Find number of records in an array of structures - c

Suppose we have a structure array of up to 50 elements that will be added in turn from a buffer write function. How do I find the current number of recordings made in array if the maximum number of items has not been reached?
typedef struct
{
remoteInstructionReceived_t instruction;
uint16_t parameter;
} instructionData_type;
remoteInstructionReceived_t commandBuffer[50];

C arrays are fixed-size: there are always exactly 50 objects in your array. If your program logic requires some of them to be "inactive" (e.g. not written yet), you must keep track of such information separately. For example, you could use a size_t variable to store the number of "valid" entries in the array.
An alternative would be to designate a value of remoteInstructionReceived_t as a terminator, similarly to how 0 is used as a terminator for NUL-terminated strings. Then, you wouldn't have to track the "useful length" of the array separately, but you'd have to ensure a terminator always follows the last valid item in it.
In general, length-tracking is likely both more efficient and more maintainable. I am only mentioning the second (terminator) option out of a sense of completeness.

You can't, C doesn't have a way of knowing if a variable "has a value". All values are values, and no value is more real than any else.
The answer is that additional state, i.e. some form of counter variable, is required to hold this information. Typically you use that when inserting new records, to know where the next record should go.

Have you considered using a different data structure? You can wrap your structure to allow the creation of a linked list, for example. The deletion would be real just by freeing memory. Besides, it's more efficient for some kinds of operation, such as addin elements in the middle of the list.

Related

How best can a Sentinel Value be established when the full range of input is possible?

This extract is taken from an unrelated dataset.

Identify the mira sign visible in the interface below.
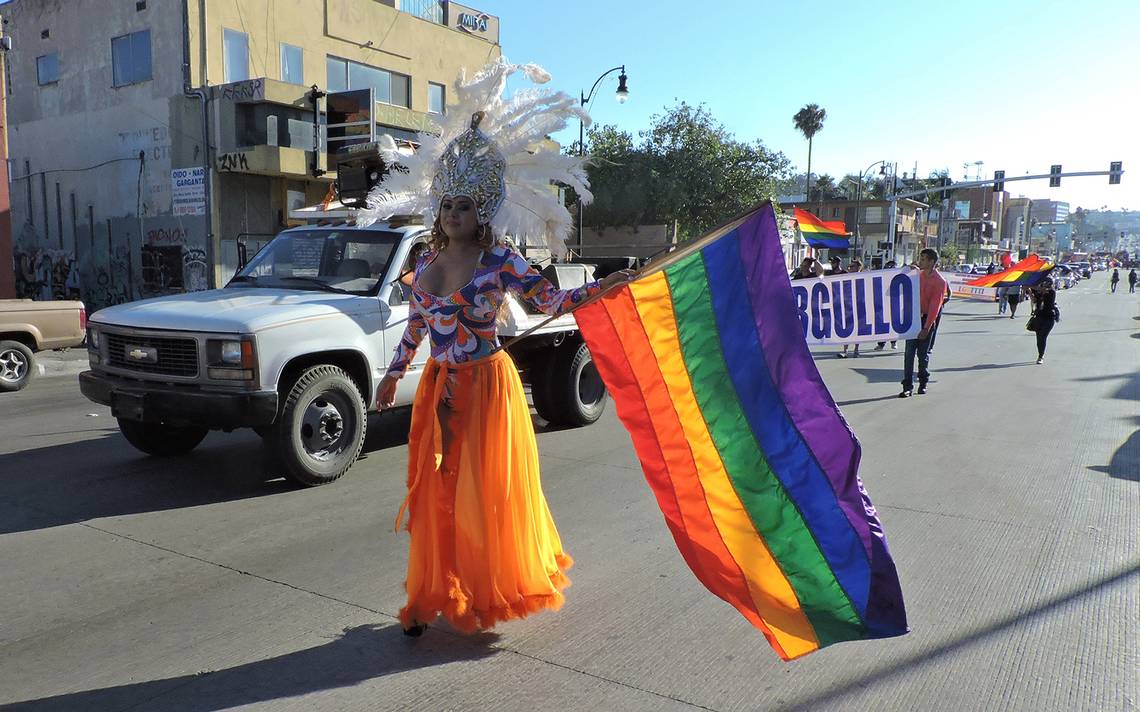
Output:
[447,2,499,44]
[459,13,490,32]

When parsing a file I need to detect whether an item with minimum and maximum occurrence of 1 has been processed already. Later on in validation I need to detect if it was not processed at all.
I can do this inelegantly with a count variable that increments each time but it is cumbersome and inelegant. Perhaps a boolean flag. In general I would use some form of a Sentinel Value, such as NULL for a pointer, or "" for a statically allocated string array. Or memset() zero for many items.
The problem is if the full range of the datatype is potentially valid input it gets very sticky trying to make a Sentinel.
If it is signed and only positive numbers are used, the Sentinel can be any negative number. If the data type is unsigned but values that would use the sign bit are not in use, then a negative number can be used.
If a larger data type can be used to store the value, the added range can be used for the SV. Although this may affect type-compatibility, truncation, promotion.
In an enum I can add an entry, creating an SV.
It gets difficult to keep track of all the ways of showing for each member of a structure whether it was initialized or not.
I almost forgot - an easy and universal way could be to make every variable dynamically allocated and initialized to NULL, even integers. Though a bit strange and slightly wasteful of memory perhaps, this would be highly consistent and would also allow boolean logic of conditional statements to work, eg:
if(age) print("Age is a valid variable with value: %d", *age);
Edit to clarify the question (no changes above):
I am parsing logs from another application (no documentation on the format) The log entries include data structures/objects and the files also have slight spontaneously corrupt entries because another thread occasionally writes to them without synchronizing access.
The structures have members of any base type, eg integer, string, sub-structure, in different quantities, eg 1, 0-1, 1 - N. It gets more complicated if you add the rules on valid combinations and valid sequences.
It might be easiest for me to define everything as an array with an associated counter variable.
I was motivated to ask about this because managing the initialization and checking if a variable has been read in already starts to get overwhelming.
The next stage - input validation - is even more difficult.
The problem is if the full range of the datatype is potentially valid input it gets very sticky trying to make a Sentinel.<
I would say that if that is the situation, there is no way to make a sentinel. You might get lucky if the data type in question has a trap representation (which essentially means that there are some bit patterns that you can store in the data type, but which are not interpretable as a value in the data type), which you could (ab)use.
Other than that, I think you need to resort to some secondary way (variable) to achieve your goal.
As a side note: Sometimes it is practical (but not safe) to reason about what values might be valid, but extremely unlikely input. You might use such a "special" value as a sentinel, but would have to provide some functionality to determine if, when encountering such a "special" value, it truly is a sentinel or a valid input.
Think of an array of doubles: You could use the value of PI to 30 significant digits, if it is highly unlikely that you would ever encounter that number as a valid input, let's say in an accounting software. But you would still need some handler for the sentinel value to determine if it truly is a sentinel, or, indeed, valid but improbable.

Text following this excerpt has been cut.